Pro-government forces have been pushing north along the Tigris River for nearly a year, retaking Tikrit from ISIS fighters in April and then driving them out of Baiji, 40 km (25 miles) further north, in October. They hope to maintain the momentum and continue north to recapture ISIS stronghold of Mosul.
Security forces’ control over territory outside major population centers can be more difficult to maintain. An attack this far south highlights the group’s continued reach, especially in rural areas, even after the government claimed victory last month in the western city of Ramadi.
“Daesh exploited a weak spot in the Himrin (mountain) area that is not under control of the (Iraqi) forces and attacked Kusaiba village with 10 vehicles, including Humvees,” said Laith Hameed, a senior official in Alam, using an acronym for ISIS.
The insurgents seized the police station and other government buildings, he added.

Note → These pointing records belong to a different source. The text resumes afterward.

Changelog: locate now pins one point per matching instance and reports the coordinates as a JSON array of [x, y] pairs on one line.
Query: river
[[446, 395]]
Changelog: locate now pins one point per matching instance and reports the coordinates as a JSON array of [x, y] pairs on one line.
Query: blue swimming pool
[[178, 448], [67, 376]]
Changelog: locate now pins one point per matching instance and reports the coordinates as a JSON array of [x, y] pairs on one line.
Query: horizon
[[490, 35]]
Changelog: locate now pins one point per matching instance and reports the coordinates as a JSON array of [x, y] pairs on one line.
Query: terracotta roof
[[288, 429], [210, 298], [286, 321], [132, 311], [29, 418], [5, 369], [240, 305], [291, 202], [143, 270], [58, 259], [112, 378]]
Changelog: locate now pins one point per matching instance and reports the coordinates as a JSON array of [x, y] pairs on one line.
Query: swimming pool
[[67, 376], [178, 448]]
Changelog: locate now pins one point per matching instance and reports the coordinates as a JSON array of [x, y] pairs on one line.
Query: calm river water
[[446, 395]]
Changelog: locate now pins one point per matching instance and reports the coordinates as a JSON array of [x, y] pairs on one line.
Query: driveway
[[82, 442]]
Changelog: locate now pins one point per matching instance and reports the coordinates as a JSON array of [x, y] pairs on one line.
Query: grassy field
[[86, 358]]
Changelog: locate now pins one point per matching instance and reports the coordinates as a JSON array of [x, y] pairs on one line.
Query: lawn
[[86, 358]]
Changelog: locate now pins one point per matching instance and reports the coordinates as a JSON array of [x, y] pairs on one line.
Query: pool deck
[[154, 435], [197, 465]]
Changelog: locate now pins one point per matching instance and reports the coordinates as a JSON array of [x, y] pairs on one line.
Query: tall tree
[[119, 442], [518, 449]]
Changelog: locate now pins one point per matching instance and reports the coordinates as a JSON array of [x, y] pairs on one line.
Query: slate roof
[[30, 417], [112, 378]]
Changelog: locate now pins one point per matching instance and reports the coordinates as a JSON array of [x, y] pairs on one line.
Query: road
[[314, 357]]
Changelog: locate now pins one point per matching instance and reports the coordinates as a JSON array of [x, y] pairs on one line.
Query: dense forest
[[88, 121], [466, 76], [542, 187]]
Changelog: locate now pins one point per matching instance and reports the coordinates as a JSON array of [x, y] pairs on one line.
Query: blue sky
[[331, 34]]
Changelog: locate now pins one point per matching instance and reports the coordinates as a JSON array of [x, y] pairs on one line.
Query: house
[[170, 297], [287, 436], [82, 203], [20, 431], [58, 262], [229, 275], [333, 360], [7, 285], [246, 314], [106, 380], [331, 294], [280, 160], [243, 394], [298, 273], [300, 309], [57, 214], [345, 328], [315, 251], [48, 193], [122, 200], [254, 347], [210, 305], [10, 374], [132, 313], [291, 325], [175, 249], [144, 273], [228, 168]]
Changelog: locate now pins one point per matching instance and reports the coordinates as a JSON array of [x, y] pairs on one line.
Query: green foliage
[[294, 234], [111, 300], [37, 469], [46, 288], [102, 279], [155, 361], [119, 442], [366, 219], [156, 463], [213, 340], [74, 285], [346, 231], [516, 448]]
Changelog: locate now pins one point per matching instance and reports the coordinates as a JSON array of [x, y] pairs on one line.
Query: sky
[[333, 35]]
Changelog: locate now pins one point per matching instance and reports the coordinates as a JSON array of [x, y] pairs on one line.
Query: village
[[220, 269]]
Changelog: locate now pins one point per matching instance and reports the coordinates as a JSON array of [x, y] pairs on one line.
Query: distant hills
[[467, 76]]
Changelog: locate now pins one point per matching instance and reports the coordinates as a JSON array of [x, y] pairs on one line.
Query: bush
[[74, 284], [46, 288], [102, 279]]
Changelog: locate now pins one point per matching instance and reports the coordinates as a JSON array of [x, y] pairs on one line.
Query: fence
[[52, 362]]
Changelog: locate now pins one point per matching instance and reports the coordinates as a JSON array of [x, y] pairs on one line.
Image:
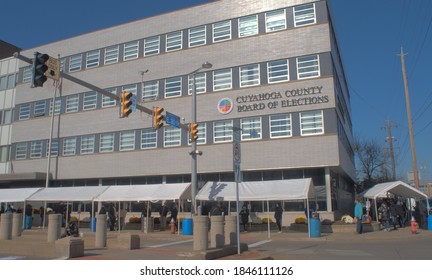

Iraq’s military began conducting air strikes against ISIS positions in the village, while security forces were regrouping in Alam to mount a counterattack, the sources said.
The militants, who seized swaths of northern and western Iraq in 2014, claimed suicide attacks on Monday in Baghdad and Diyala that killed more than 40 people, which officials described as a response to their losses in Ramadi.
France says ISIS retreating
Members of the U.S.-led coalition fighting ISIS will meet in Paris next week to reinforce efforts against the group, France’s defence minister said on Thursday, adding that the militants were clearly retreating in Iraq.
France was the first country to join U.S.-led air strikes in Iraq. Since the Paris attacks by ISIS in November, it has stepped up its aerial bombing campaign of the group, including in Syria, contributing about 20 percent of coalition strikes.
“We struck last night in Mosul on a Daesh telecommunications center, a propaganda center. What we can say today is that Daesh is retreating in Iraq,” Jean-Yves Le Drian said on BFM TV, referring to the Arabic acronym for ISIS.
The minister said he would host his U.S., British and German counterparts in Paris next week to refine strategy and discuss tactics.
“We’ll see how we can intensify our efforts in Iraq and Syria,” he said, adding that ISIS was on the back foot in Iraq and that French jets had struck seven times since Monday.
He said that at some point the Iraqi army and Kurdish Peshmerga forces supported by the coalition would need to launch the battle for Mosul, the largest city held by ISIS in Iraq.
“It’s very complicated. We will have to ensure the Iraqi and Kurdish forces are sufficiently battle-hardened to lead this battle,” Le Drian said.
French officials have this week been critical of Russian strikes in Syria with Foreign Minister Laurent Fabius saying Moscow had to immediately stop bombing civilians, something that was hindering efforts to hold peace talks later this month.
“If the principle Russian objective is to fight ISIS, then they must first hit ISIS. At the moment that is not the case, and there is a very strong tendency for it to strike rebels, the moderate opposition fighting (Syrian President) Bashar al-Assad,” he said.